Steven Tsoukalas began his examination of Freemasonry because he heard that Freemasonry was not compatible with Christianity, and yet his father was a Christian and a Mason. His study led him to conclude that the two are opposed to each other, and it is this thesis that Tsoukalas defends in the book (ix-x).

Tsoukalas' methodology has four phases: "(1) to cite various rituals and monitors from Grand Lodges, (2) to support the conclusions of Masonic scholars by these sources, so as to avoid the allegation that these are the opinions of particular Masonic scholars, (3) to draw similar conclusions, and (4) to show how they conflict with Christianity" (xi). This methodology is sound: though other investigations focus on the possible occult background of Masonry, or on what non-authoritative experts on Masonry say, Tsoukalas' study refers directly to Masonic rituals and monitors. Another commendable feature of the author's approach is his reference to rituals and monitors from different areas of the United States and the rest of the world. By this he shows that Masonry is consistent in all these locations.

 The author divides the book into two parts: the Blue Lodge and the Scottish Rite. As membership in the Blue Lodge is requisite to membership in the Scottish Rite, study of the latter is somewhat superfluous, though nonetheless helpful.

First, Tsoukalas addresses the question, "Is Freemasonry a Religion?" Using nine "religion-making characteristics" from The Encyclopedia of Philosophy, he demonstrates that Masonry is, in fact, a religion. This is a point of contention with many Masons, though, because it depends on the definition of "religion," and because many Masons already affirm another religion. While Masonry is religious in nature (a sort of meta-religion), this fact is really beside the point, and not likely to be advantageous in reasoning with Masons.

Most helpful is the author's demonstration that Masonry affirms a specific Deity and teaches entrance to heaven by works. Masonry requires belief in a "Supreme Being," but does not define this Being. Yet the Supreme Being of Masonry encompasses all the varied deities of Masons and Masons designate it "The Great Architect of the Universe." It is this Deity that all Masons worship and give devotion to. Further, Tsoukalas proves that elements from the Masonic rituals teach that the Mason gains admission to the "Celestial Lodge above" by his good works. For example, the Lambskin Apron, the most important object in Masonry, reminds the Mason of "that purity of life and rectitude of conduct so essentially necessary to his gaining admission into the Celestial Lodge above."

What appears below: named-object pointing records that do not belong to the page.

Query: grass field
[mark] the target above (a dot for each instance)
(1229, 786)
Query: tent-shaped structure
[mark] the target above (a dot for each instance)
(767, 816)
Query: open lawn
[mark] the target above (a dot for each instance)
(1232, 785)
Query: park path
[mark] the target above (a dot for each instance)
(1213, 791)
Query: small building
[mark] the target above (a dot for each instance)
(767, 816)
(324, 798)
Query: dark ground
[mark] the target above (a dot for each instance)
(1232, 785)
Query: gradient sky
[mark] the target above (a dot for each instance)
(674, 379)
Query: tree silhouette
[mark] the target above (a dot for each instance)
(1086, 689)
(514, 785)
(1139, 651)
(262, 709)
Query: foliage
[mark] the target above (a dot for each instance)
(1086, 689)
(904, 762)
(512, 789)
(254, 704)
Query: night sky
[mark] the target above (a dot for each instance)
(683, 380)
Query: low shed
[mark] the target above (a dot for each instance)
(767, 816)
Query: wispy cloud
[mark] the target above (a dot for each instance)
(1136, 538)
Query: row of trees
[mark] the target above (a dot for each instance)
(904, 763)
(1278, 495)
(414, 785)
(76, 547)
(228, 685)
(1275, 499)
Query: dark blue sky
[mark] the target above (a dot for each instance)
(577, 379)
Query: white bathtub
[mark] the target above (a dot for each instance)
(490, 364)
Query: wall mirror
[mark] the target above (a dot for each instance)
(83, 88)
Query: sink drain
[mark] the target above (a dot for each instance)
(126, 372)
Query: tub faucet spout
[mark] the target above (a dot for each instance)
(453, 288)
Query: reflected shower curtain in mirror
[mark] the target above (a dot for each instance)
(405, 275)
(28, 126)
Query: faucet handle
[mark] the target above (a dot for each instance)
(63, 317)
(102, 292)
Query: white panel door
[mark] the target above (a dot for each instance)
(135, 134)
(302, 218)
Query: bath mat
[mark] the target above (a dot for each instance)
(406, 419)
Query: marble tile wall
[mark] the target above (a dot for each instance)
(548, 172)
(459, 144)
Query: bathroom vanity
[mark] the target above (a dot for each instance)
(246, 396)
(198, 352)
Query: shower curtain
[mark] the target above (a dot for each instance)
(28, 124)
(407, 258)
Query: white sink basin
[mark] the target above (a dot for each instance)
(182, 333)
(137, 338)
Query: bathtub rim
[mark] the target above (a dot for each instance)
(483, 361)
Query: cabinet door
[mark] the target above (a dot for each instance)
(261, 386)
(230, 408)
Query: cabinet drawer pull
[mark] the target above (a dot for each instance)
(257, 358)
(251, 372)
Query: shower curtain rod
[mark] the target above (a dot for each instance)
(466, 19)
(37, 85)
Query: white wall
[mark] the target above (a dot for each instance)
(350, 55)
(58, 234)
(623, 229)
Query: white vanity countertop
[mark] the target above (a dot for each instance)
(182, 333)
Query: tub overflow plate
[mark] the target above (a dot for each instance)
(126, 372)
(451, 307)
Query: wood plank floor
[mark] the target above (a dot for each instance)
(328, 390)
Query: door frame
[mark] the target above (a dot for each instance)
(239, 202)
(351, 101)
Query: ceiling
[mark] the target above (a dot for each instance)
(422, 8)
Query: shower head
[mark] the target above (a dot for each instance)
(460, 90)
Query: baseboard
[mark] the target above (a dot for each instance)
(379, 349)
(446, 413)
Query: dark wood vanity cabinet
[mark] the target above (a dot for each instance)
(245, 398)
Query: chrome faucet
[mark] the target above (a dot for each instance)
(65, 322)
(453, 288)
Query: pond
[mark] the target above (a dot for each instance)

This leads to a crucial consideration that Tsoukalas is careful to address. Many Christian Masons respond that they interpret Masonic teachings in accord with Christianity. For instance, they respond that, to them, the Great Architect of the Universe is Jehovah and none other, and the Lambskin Apron reminds them of Christ, the Lamb of God. Tsoukalas responds to this difficult problem of relativity several times (18, 61 n. 22, 50, 72, 90), arguing that the true evaluation of Masonry must be by what it objectively teaches, not by how a Mason subjectively interprets that teaching.

 The author explores the corporate nature of Masonry and proves that it is not a mere fraternity, but rather a spiritual union that God forbids in 2 Cor 6:14-18 (69-71).

Tsoukalas also discusses the important and controversial legend of Hiram Abif. He refutes the interpretation that it teaches resurrection, and makes a strong case that it teaches salvation.

Stephen Tsoukalas' work here is superb. His arguments are sound and his documentation thorough. Masonic Rites and Wrongs is the most searching critique of Masonry known to this reviewer, and the author's conclusion is correct: a Christian can be a Mason, but he should not be (225-26).